Step 6, flashback database is pretty easy. Shutdown the database, start it in mount, execute:

flashback database to restore point b4_replay;

Then open it with:

alter database open resetlogs;

If you are on RAC you have to shutdown the other nodes and start them after the previous command is completed.

There used to be some bugs that caused the database to crash spectacularly with an ORA-600 during flashback leaving the database useless and forcing you to do a new restore/duplicate from backup. Since I’m stressed during a project like this, and therefore I don’t have time to waste, I tend to avoid structural changes (like moving tablespaces around after creation of the restore point) that can challenge the flashback. I am not sure if the bugs are still there, though.

Step 7, are you done yet? I usually have to run the replay over and over several times trying out with different parameters for procedure dbms_workload_replay.prepare_replay(...). This takes a lot of time, don’t underestimate the project. Also remember that people will question your results.

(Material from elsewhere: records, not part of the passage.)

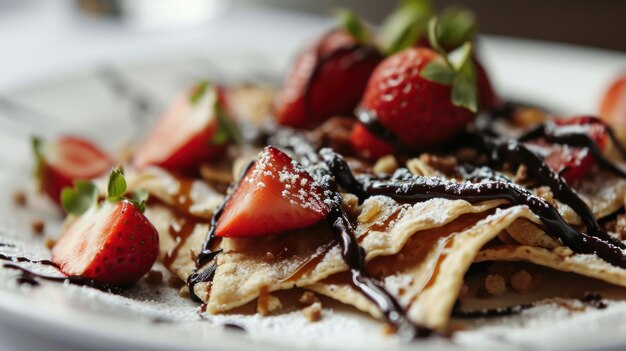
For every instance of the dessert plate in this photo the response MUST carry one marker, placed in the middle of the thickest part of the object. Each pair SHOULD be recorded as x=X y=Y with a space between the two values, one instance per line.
x=114 y=104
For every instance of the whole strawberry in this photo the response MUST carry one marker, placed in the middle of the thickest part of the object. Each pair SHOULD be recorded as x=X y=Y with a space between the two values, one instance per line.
x=328 y=78
x=111 y=242
x=420 y=97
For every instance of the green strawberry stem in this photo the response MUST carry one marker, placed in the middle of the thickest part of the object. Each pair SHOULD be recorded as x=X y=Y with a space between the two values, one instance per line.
x=352 y=24
x=460 y=74
x=405 y=25
x=84 y=194
x=37 y=146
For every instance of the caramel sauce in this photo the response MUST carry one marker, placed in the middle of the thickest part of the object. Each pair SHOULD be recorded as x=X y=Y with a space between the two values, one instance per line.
x=308 y=265
x=180 y=232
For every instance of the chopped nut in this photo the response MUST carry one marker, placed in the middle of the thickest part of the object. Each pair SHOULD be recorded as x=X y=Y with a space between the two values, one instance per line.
x=620 y=226
x=522 y=281
x=370 y=212
x=385 y=165
x=268 y=304
x=446 y=165
x=350 y=203
x=503 y=269
x=19 y=198
x=313 y=312
x=389 y=329
x=521 y=174
x=563 y=251
x=175 y=282
x=38 y=226
x=528 y=116
x=308 y=298
x=154 y=277
x=495 y=284
x=49 y=243
x=545 y=193
x=465 y=291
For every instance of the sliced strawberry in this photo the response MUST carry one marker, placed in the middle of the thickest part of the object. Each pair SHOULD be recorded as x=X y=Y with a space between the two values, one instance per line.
x=191 y=131
x=275 y=195
x=613 y=107
x=112 y=243
x=367 y=145
x=572 y=163
x=65 y=160
x=328 y=79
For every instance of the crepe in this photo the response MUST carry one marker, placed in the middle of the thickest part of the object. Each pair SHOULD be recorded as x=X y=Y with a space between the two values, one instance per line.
x=420 y=252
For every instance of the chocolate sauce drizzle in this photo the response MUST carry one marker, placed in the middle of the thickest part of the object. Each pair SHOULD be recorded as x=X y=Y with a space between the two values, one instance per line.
x=592 y=299
x=343 y=229
x=30 y=277
x=207 y=254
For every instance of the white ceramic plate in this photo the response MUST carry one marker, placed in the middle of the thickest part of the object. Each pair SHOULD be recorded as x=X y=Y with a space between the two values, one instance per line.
x=114 y=112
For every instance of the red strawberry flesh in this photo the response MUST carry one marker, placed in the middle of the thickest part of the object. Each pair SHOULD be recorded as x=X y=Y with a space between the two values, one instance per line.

In conclusion, try to figure out before you start what you want to prove. Are you comparing two systems, you need to agree on a common set of parameters; or are you trying to prove that a system is good enough (without comparing it to the old?) Try to lower you ambitions or scope, the time it takes with restore, replay, generating reports, looking over them, and possibly analyze further with extended trace, starting over,... it may feel like a walk in the desert sometimes.